Under the terms of the proposal, Clariant will receive 85 million francs ($94.5 million) and a 23 percent stake in the enlarged supplier of treatments, dyes and coatings. The transaction values Clariant’s leather unit at about 7.5 times earnings before interest taxes, depreciation and amortization, the company said in a statement today.
“Through this planned transaction, Clariant will achieve its goal to actively participate in the consolidation of the leather chemicals industry by creating the global leader,” Chief Executive Officer Hariolf Kottmann said in a statement, adding that it “marks the last big step” in repositioning Clariant’s portfolio.
The deal creates an enlarged leather-chemical company with total sales of about 616 million euros ($846 million) and scope to cut costs and target more clients in industries spanning shoes, bags and luxury car upholstery. It also boosts Chief Executive Hariolf Kottmann’s drive to exit commodity chemicals and focus on more profitable areas like agrochemicals and ingredients for shampoos and moisturizers.
Clariant said the transaction could be finalized in 2014, and Wendel would remain the principal Stahl shareholder with a 70 percent stake. Clariant’s Leather business generated 266 million francs in reported sales and Ebitda before exceptional items of 24 million francs in 2012. The business employs 550 employees, mostly in Germany, India and Italy.
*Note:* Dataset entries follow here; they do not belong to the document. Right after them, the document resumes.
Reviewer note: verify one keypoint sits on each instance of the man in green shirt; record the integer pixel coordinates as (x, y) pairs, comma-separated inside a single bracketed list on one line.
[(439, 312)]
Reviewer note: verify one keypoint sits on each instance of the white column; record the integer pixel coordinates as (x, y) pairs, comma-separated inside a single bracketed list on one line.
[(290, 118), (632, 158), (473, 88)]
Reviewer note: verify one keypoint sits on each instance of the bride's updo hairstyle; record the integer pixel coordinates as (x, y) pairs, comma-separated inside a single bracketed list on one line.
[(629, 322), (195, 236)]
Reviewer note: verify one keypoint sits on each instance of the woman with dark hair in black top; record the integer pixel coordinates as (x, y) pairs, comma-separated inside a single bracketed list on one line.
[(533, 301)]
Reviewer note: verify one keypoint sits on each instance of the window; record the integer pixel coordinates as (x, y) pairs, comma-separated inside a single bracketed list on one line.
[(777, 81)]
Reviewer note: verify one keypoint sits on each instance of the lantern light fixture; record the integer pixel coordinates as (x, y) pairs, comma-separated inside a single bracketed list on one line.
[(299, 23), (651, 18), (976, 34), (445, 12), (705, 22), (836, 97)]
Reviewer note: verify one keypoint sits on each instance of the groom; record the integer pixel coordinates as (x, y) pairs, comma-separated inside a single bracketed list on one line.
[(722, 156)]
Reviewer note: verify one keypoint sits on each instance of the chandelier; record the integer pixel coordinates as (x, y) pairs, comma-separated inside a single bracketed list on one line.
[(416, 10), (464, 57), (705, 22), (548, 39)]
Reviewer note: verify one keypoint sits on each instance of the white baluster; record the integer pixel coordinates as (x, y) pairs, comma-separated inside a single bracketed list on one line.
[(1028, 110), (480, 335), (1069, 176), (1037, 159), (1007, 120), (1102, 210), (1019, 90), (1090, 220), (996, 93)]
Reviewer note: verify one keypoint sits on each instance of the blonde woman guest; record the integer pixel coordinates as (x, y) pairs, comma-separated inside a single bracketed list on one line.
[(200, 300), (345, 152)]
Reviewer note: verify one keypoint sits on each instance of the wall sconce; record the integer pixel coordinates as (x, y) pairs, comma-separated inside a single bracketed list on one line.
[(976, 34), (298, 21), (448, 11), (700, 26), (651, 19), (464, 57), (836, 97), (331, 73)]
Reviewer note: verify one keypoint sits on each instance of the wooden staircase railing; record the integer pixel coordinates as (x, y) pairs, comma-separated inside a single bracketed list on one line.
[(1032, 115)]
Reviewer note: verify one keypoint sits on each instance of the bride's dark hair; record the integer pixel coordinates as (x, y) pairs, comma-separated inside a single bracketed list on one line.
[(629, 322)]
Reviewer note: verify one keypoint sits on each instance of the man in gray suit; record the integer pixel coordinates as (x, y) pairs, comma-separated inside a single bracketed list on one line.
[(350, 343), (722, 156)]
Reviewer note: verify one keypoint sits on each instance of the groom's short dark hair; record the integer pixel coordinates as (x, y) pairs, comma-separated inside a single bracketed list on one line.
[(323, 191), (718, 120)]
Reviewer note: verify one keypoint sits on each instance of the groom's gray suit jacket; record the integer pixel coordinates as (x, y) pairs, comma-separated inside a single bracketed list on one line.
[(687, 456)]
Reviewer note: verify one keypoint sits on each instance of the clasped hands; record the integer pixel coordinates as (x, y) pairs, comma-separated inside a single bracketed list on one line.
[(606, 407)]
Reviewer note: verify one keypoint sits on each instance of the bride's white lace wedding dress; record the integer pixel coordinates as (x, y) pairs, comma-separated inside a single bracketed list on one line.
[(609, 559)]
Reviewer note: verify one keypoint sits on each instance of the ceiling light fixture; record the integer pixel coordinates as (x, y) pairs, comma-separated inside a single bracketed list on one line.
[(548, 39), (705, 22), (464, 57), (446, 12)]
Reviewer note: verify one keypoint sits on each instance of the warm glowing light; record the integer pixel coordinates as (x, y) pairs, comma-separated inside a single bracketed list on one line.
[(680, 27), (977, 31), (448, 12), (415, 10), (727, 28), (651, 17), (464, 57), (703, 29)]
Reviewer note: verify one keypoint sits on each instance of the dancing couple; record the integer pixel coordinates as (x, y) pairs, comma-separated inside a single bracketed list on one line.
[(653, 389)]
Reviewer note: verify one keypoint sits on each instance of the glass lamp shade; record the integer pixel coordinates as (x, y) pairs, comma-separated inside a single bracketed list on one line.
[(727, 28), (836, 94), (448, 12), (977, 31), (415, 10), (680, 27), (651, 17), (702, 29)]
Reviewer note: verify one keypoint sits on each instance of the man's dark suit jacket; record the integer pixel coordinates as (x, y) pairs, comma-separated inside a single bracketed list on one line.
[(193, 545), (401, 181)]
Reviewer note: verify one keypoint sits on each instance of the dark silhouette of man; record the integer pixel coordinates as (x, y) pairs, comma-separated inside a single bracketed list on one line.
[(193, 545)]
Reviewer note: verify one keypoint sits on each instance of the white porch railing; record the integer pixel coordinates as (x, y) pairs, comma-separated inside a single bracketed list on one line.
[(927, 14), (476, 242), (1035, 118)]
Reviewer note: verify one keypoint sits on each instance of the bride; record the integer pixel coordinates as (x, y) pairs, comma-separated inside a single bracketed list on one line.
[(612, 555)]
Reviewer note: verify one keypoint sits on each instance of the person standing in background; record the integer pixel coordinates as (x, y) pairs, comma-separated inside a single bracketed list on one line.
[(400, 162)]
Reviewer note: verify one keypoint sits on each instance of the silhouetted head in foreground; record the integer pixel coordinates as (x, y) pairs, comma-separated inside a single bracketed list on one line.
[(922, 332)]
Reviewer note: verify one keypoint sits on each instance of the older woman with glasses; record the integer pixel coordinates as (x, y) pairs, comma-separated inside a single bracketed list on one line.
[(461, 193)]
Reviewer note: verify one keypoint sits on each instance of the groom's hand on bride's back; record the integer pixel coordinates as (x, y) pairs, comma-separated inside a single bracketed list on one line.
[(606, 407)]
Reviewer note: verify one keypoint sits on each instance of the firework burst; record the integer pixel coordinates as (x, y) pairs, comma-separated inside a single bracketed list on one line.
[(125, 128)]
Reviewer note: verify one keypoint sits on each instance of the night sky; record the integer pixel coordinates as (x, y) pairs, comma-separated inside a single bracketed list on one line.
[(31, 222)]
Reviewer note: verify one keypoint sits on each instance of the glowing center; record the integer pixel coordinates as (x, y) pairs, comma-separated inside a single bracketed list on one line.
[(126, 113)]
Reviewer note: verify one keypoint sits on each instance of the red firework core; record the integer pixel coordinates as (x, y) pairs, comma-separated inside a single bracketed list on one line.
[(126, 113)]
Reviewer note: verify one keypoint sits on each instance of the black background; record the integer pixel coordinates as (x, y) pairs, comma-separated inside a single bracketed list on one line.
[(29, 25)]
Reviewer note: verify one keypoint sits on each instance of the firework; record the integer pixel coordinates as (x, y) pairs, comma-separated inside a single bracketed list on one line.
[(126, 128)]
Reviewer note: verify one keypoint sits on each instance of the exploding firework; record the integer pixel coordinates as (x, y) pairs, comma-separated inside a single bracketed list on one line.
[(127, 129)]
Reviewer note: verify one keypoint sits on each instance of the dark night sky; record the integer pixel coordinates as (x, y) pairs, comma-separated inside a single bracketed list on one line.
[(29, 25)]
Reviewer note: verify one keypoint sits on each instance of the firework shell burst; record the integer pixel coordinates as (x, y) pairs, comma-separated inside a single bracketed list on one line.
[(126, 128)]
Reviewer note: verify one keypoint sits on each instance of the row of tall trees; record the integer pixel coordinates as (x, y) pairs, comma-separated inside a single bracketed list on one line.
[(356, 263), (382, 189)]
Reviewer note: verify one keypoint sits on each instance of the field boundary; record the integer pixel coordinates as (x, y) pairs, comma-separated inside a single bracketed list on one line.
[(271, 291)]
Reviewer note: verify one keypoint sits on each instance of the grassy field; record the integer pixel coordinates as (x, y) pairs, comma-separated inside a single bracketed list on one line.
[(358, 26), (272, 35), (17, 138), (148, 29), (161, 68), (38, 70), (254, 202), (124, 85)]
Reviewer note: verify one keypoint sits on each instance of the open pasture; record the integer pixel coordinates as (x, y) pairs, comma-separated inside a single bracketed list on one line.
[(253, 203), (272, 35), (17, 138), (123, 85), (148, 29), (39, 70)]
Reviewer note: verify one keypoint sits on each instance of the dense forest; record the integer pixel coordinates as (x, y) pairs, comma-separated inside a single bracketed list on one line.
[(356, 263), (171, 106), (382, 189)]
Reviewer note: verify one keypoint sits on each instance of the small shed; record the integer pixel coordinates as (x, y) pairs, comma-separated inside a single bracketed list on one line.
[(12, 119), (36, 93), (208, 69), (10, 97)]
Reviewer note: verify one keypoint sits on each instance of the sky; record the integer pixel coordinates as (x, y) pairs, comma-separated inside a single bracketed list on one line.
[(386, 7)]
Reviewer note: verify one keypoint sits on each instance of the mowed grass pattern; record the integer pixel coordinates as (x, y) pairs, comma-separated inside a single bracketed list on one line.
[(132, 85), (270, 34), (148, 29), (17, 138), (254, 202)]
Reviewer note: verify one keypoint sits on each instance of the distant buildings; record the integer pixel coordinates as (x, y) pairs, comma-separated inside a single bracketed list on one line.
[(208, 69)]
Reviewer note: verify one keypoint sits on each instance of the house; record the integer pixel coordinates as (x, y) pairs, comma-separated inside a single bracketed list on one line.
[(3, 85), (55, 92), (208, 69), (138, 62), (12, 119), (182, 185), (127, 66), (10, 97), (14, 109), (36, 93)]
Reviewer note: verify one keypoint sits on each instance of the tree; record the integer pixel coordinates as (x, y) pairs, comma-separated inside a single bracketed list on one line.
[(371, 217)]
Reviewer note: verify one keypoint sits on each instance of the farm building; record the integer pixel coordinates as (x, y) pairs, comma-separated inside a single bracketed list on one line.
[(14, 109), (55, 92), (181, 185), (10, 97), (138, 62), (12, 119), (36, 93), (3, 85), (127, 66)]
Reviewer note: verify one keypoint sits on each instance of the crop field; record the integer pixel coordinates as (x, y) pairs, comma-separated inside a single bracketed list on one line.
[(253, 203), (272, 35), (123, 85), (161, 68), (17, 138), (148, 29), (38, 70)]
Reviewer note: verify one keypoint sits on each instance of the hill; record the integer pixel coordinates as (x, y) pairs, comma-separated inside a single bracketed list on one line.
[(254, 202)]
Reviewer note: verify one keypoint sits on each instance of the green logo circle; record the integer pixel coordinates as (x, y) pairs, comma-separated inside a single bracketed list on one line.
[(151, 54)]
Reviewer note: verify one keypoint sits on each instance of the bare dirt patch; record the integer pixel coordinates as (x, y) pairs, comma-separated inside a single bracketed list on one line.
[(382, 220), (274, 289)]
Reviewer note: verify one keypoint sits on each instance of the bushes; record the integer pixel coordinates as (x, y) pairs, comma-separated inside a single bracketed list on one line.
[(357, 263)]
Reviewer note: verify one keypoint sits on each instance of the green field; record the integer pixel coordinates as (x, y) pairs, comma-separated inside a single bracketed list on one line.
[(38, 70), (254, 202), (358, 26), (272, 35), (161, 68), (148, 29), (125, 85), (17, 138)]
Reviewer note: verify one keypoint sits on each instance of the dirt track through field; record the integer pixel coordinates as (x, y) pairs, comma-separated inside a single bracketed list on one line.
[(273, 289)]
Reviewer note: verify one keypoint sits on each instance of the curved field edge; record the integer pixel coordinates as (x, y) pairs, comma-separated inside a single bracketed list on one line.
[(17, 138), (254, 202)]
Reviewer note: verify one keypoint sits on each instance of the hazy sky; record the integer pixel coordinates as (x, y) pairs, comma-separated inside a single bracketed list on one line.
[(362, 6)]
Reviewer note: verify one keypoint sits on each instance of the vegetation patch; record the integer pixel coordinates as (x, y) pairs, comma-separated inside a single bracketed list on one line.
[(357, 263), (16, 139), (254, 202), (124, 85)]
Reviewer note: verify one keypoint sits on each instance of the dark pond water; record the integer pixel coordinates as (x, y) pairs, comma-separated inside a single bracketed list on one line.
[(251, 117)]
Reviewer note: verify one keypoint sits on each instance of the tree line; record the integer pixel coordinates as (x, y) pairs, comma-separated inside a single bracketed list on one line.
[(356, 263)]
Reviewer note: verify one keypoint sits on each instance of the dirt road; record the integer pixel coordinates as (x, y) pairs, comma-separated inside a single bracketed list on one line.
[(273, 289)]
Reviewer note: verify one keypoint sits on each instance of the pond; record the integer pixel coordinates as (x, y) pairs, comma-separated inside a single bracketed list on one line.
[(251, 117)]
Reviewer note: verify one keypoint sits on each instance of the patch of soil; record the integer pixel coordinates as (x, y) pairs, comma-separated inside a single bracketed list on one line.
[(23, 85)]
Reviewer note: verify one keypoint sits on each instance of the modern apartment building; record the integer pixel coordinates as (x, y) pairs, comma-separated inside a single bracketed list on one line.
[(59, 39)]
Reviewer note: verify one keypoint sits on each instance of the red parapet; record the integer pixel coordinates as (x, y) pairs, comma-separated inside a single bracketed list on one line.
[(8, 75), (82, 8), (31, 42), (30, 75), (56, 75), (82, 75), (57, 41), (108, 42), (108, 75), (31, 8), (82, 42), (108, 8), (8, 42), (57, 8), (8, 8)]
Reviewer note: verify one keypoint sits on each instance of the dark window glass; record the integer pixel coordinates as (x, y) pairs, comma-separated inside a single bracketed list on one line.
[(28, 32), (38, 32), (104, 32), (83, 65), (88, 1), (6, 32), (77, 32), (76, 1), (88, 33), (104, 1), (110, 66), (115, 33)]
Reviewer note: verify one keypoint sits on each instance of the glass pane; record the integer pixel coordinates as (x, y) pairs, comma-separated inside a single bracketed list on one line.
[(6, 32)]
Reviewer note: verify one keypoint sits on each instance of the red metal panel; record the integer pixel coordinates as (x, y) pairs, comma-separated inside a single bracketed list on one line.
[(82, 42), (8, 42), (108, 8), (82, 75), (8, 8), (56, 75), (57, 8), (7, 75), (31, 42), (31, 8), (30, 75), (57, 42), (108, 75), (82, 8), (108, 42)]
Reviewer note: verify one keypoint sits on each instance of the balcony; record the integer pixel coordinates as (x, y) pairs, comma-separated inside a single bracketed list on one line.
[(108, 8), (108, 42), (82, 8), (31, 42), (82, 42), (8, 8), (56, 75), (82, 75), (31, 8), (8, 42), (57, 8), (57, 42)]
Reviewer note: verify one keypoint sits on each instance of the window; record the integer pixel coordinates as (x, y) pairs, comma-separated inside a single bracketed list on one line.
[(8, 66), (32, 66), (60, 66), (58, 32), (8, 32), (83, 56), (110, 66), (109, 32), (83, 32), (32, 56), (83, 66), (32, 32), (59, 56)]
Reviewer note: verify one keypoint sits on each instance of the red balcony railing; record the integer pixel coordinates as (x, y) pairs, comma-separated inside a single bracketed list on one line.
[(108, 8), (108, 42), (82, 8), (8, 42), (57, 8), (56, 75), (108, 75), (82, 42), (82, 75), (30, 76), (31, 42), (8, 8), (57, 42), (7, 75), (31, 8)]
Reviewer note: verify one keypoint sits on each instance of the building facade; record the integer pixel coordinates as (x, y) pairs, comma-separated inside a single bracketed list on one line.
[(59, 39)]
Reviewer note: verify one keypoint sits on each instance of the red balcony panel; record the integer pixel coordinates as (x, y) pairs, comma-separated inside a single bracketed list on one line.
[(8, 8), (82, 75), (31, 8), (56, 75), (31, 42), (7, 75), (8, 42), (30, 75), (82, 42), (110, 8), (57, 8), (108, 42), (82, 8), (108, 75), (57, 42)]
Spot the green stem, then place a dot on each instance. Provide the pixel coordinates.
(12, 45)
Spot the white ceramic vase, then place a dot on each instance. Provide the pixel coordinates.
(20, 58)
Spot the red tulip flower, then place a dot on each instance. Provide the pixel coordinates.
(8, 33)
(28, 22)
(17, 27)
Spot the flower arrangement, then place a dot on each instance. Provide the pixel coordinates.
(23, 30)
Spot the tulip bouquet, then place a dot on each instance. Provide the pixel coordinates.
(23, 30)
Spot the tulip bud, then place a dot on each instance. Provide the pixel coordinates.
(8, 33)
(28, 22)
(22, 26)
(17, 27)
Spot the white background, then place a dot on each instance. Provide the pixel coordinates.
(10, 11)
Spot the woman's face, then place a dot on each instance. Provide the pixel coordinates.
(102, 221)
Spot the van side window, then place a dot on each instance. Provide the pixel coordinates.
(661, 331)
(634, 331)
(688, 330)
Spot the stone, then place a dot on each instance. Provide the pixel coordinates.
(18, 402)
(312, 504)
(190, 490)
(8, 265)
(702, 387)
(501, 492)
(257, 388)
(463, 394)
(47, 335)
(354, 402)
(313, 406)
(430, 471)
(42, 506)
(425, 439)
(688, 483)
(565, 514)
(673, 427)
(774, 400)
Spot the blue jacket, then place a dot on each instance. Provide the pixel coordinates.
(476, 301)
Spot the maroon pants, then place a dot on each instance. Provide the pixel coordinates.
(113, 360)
Third-quarter sales from continuing operations fell 3 percent to 1.4 billion francs, weighed down by the weakness of the Brazilian real, Japanese yen and Indian rupee against the Swiss franc. Earnings before interest, taxes, amortization and depreciation of 203 million francs met analyst expectations.
Clariant confirmed a target of sales growth in local currencies and a improved profitability for 2013.